Solving the Expression Problem in Clojure
Oct 18, 2014
6 minute read

Last night, I was having a drink with a friend and he asked me what I liked about Clojure. Immutable data structures are coming in vogue outside Clojure, and they don’t need to be sold very hard. I don’t know a lot about virtual machine optimization, but I’ve always been swayed by the argument that with the amount of dollars and intellectual effort spent on JVM optimization in the past decades, it’s pretty fast.

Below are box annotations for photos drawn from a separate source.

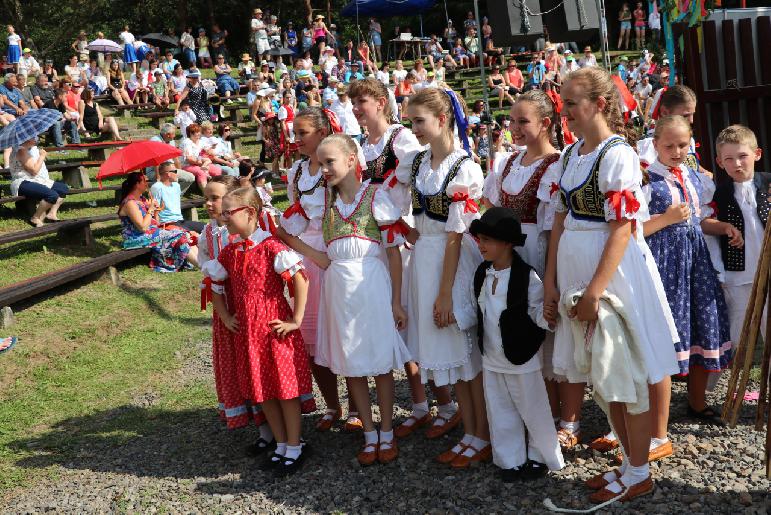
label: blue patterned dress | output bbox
[120,200,195,272]
[644,160,732,375]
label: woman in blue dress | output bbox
[118,172,197,272]
[644,116,742,423]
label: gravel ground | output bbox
[0,343,771,514]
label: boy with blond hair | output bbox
[714,125,771,342]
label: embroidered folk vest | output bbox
[411,150,471,222]
[321,184,380,245]
[498,152,560,224]
[560,137,626,222]
[362,127,404,184]
[714,172,771,272]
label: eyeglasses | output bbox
[222,206,252,218]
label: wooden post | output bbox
[0,306,16,329]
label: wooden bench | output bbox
[45,141,131,162]
[0,186,120,217]
[137,111,174,130]
[110,103,155,118]
[0,199,204,245]
[220,104,249,123]
[0,248,150,327]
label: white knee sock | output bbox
[284,445,303,460]
[560,420,581,433]
[364,431,377,445]
[271,442,286,461]
[380,430,394,449]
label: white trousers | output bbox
[483,369,565,470]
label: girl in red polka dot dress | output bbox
[202,188,318,475]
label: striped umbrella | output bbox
[0,109,62,148]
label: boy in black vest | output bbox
[470,207,565,482]
[714,125,771,343]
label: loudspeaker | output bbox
[541,0,600,42]
[487,0,543,46]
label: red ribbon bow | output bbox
[280,269,308,298]
[452,193,479,213]
[380,220,410,243]
[257,211,278,236]
[284,200,310,220]
[383,168,399,188]
[201,277,225,311]
[605,190,640,220]
[324,109,343,134]
[669,166,688,202]
[234,238,255,276]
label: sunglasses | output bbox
[222,206,252,218]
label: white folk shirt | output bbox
[478,265,549,374]
[725,179,764,286]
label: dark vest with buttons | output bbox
[474,252,546,365]
[412,150,471,222]
[714,172,771,272]
[362,127,404,184]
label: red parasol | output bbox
[96,140,182,188]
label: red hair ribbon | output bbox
[324,109,343,134]
[546,89,562,114]
[383,168,399,188]
[201,277,225,311]
[284,200,310,220]
[280,268,308,298]
[452,193,479,213]
[605,190,640,221]
[380,219,410,243]
[257,211,278,236]
[234,238,255,275]
[669,166,688,202]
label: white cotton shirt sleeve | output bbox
[445,159,484,233]
[201,259,229,295]
[273,249,304,276]
[527,270,553,331]
[598,145,650,222]
[372,188,405,247]
[482,152,513,206]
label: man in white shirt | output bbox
[321,75,340,107]
[578,46,597,68]
[19,48,41,88]
[331,84,361,141]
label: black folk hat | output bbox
[469,207,527,247]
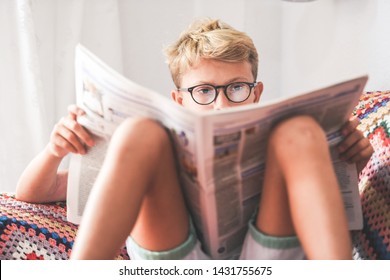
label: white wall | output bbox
[120,0,390,100]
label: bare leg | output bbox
[72,119,189,259]
[256,116,352,259]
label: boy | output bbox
[17,20,373,259]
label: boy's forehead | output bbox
[181,59,253,86]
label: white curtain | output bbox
[0,0,122,192]
[0,0,390,192]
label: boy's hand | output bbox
[338,118,374,173]
[49,105,95,158]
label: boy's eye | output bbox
[230,84,244,92]
[195,87,214,94]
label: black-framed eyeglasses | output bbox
[178,82,258,105]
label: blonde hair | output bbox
[165,19,258,88]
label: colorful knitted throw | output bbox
[353,91,390,260]
[0,197,129,260]
[0,91,390,260]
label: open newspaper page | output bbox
[67,45,200,223]
[193,77,367,258]
[68,43,367,259]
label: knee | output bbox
[268,116,328,155]
[111,118,170,156]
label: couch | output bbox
[0,91,390,260]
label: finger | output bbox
[62,118,95,147]
[68,104,85,120]
[55,125,86,154]
[340,138,372,162]
[337,129,368,153]
[50,133,77,156]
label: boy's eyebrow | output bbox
[198,77,253,85]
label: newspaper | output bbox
[67,45,367,259]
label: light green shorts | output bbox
[126,220,305,260]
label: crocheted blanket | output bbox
[0,197,129,260]
[353,91,390,260]
[0,91,390,260]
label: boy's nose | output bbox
[214,88,230,110]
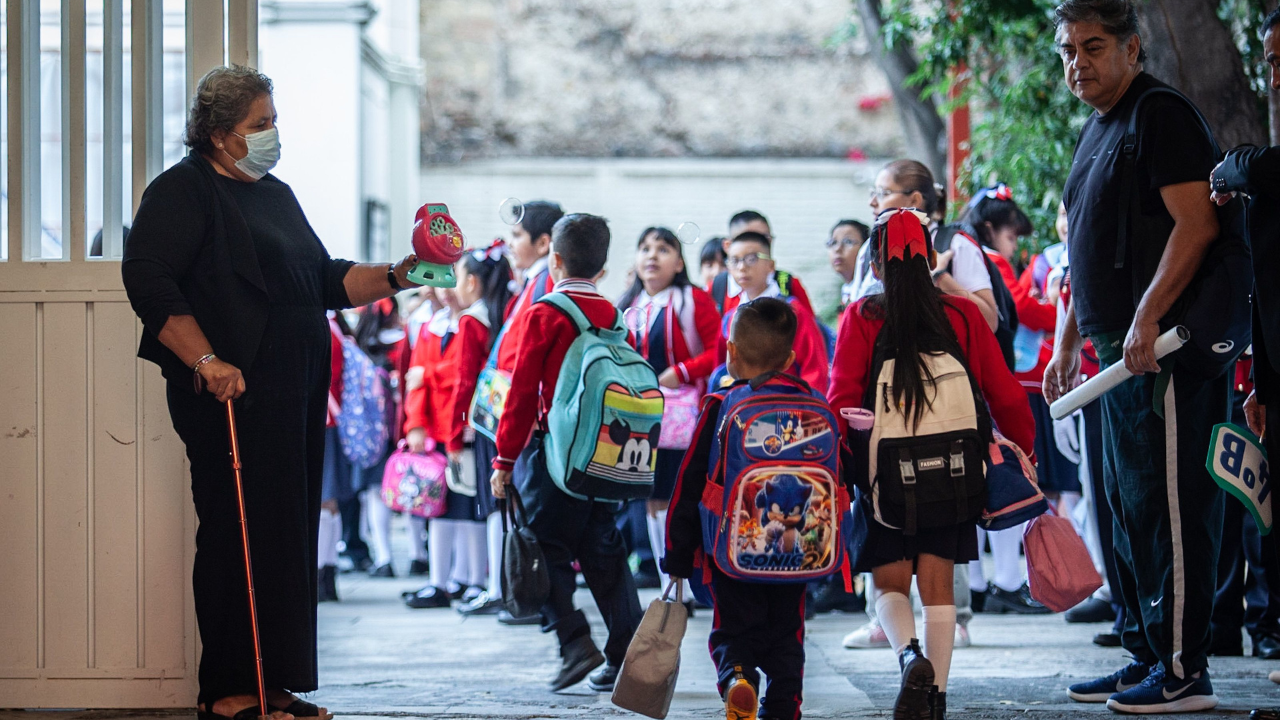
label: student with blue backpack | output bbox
[829,209,1036,720]
[490,214,663,692]
[663,297,850,720]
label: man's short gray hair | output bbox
[182,65,273,152]
[1053,0,1147,63]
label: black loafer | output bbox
[1253,633,1280,660]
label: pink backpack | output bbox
[383,441,448,518]
[1023,512,1102,612]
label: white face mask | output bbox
[223,128,280,181]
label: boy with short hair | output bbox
[708,210,817,316]
[719,231,829,393]
[663,295,824,720]
[490,214,641,692]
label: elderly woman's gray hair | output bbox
[182,65,271,152]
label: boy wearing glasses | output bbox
[712,231,828,392]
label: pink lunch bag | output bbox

Honestly, I just find parentheses alluring.

Then I tried to say something about how protocols elegantly solve the expression problem, my friend had no idea what I was talking about.

I started writing an email about what I meant, and it morphed into this post.

The expression problem

To be honest, “a drink” is somewhat of an understatement, and I did a poor job of explaining what the expression problem actually is.

The best explanation of the expression problem comes from, and I include it almost in its entirety:

The “expression problem” is a phrase used to describe a dual problem that neither ObjectOrientedProgramming nor FunctionalProgramming fully addresses.

The basic problem can be expressed in terms of a simple example: Suppose you wish to describe shapes, including rectangles and circles, and you wish to compute the areas.

In FunctionalProgramming, you would describe a data type such as:

type Shape = Square of side
             | Circle of radius 

Then you would define a single area function:

define area = fun x -> case x of
    Square of side => (side * side)
    | Circle of radius => (3.14 *  radius * radius)

In ObjectOrientedProgramming, you would describe the data type such as:

class Shape <: Object
  virtual fun area : () -> double

class Square <: Shape
  side : double
  area() =  side * side

class Circle <: Shape
  radius : double
  area() = 3.14 * radius * radius

The ‘ExpressionProblem’ manifests when you wish to ‘extend’ the set of objects or functions.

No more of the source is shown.